My target documents are whole books. Sometimes very big books. So I kind of hesitate to rely on full upload of all inclusions at once… I’m afraid application will be slow/unusable… So I’m looking for an efficient and elegant solution… the right way. Even if I’ll need to learn/code more… I don’t mind to dive into the way GtkSourceView’s parsing works and extend it if needed. But I admit that I lack the fundamental knowledge of the widget (and the Gobject/GTK in general) right now so I’m not capable of making design decisions…

I now see that all those apps convert markdown to HTML. Two out of three use webkitgtk. I also see that Gnome Builder use it. So it seems to be the way to go… However I need my app to be cross-platform and work also on Windows… Does webkitgtk builds for Windows?.. And if not - is there any cross-platform alternative to it?

Oh, looks like you’re recreating a new view, instead of inheriting the one from the parent’s class.

Should look more like this:

static void
gtk_dar_view_init (GtkDarView *view)
{
	GtkSourceBuffer *buffer = GTK_SOURCE_BUFFER (gtk_text_view_get_buffer (GTK_TEXT_VIEW (view)));
	GtkSourceLanguageManager *manager = gtk_source_language_manager_get_default ();
	GtkSourceLanguage *language = gtk_source_language_manager_get_language (manager, "markdown");
	gtk_source_buffer_set_language (buffer, language);
	gtk_source_buffer_set_highlight_syntax (buffer, TRUE);
}

(disclaimer: I’m mostly a python developer, not used to play with GObject in C)

Thanks for the description, I understand better your needs now.

I was thinking that it may be possible to rely on GtkListView’s auto-recycling to load on-demand the chunks to be rendered, and automatically dispose them on scrolling.

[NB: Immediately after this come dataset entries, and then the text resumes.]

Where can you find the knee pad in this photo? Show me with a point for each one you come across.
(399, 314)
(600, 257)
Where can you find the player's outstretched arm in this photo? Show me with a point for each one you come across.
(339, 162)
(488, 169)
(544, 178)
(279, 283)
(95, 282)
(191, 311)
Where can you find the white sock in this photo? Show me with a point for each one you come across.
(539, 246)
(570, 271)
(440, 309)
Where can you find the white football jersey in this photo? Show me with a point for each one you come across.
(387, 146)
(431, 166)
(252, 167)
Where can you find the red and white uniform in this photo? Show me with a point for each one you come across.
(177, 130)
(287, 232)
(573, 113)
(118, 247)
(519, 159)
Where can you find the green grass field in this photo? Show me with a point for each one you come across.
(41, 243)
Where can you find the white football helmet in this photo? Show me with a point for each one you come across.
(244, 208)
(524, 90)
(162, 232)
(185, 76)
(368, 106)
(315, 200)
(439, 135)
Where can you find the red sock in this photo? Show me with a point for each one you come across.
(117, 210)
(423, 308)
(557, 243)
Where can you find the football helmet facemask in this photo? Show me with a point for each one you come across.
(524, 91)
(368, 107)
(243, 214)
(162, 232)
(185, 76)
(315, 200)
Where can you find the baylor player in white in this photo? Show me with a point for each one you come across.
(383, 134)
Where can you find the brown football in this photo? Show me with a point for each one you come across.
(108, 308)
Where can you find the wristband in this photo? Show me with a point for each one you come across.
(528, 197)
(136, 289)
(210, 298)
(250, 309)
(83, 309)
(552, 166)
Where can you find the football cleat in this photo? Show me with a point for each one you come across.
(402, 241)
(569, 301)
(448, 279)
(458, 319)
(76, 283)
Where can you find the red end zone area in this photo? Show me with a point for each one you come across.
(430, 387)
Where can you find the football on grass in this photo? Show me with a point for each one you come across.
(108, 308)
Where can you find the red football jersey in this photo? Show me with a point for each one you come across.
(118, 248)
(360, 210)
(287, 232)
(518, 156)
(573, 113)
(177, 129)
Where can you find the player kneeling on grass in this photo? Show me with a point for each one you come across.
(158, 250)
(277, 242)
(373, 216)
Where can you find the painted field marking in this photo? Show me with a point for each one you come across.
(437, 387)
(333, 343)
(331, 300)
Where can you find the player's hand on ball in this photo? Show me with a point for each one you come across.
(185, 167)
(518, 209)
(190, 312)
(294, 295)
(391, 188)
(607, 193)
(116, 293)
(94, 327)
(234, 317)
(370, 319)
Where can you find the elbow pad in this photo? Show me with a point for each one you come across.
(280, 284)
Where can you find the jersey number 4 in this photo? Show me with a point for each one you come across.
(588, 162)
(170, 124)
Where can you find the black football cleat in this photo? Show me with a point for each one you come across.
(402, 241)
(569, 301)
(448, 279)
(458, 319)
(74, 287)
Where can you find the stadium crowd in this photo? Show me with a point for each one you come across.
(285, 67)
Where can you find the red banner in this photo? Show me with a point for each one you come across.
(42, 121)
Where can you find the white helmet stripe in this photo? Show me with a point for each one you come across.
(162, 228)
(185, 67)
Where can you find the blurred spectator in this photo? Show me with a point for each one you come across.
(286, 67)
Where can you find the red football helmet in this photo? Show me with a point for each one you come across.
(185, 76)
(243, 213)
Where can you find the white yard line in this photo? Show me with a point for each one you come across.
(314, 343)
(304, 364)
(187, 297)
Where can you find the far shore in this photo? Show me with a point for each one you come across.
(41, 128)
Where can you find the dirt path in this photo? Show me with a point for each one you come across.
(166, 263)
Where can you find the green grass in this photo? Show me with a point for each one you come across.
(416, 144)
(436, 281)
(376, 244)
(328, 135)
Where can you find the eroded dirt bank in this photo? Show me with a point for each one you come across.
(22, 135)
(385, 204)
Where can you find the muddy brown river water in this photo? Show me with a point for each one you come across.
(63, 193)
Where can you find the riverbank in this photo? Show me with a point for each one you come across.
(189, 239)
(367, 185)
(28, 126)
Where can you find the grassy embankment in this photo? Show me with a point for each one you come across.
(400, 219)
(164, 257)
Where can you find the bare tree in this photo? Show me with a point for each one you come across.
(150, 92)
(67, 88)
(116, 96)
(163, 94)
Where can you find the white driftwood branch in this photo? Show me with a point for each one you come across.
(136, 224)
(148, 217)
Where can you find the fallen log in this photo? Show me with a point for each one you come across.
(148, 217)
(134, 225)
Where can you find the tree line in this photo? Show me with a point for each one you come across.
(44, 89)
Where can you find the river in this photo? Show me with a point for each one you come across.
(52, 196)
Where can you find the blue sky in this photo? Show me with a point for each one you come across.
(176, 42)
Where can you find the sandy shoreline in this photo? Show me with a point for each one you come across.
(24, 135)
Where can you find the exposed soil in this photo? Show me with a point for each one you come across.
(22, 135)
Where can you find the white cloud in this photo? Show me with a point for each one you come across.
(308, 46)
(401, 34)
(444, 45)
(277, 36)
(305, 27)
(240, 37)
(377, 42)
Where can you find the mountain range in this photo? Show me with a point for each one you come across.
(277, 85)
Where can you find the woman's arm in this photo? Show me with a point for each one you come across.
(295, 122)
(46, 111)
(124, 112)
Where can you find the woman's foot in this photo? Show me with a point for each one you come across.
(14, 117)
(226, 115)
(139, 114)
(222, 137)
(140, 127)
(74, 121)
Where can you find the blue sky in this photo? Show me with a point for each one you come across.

How does that “dar” markup looks like? do you have some real-life examples?
Do you think it could be easy to cut the document in small portions we could pack in a GtkListView?

No, it used to be, but they stopped supporting Windows.

Sure, here is the informal dar syntax definition and here is dar’s real-life usage. Now I actually started to like your suggestion to use HTML conversion and WebKitGTK, since I’ll be able to create really nice and advanced output in this way. As for cross-platform problem - I’ve found this - webview. So now I need to think how to implement file inclusion and subsequent up-/downscrolling using that approach. My intuition suggest that WebKit must have solved the problem of displaying very long (pseudo-“infinite”) HTML documents.

Hmm… still doesn’t work. It shows “Language: none” on the bottom of the test-widget. And also markdown highlighting doesn’t work.

Are you sure that GtkSourceView *view = GTK_SOURCE_VIEW (self); creates a new view? I thought it just casts the existing GTK_DAR_VIEW back int GTK_SOURCE_VIEW… no new object created here. Or am I wrong?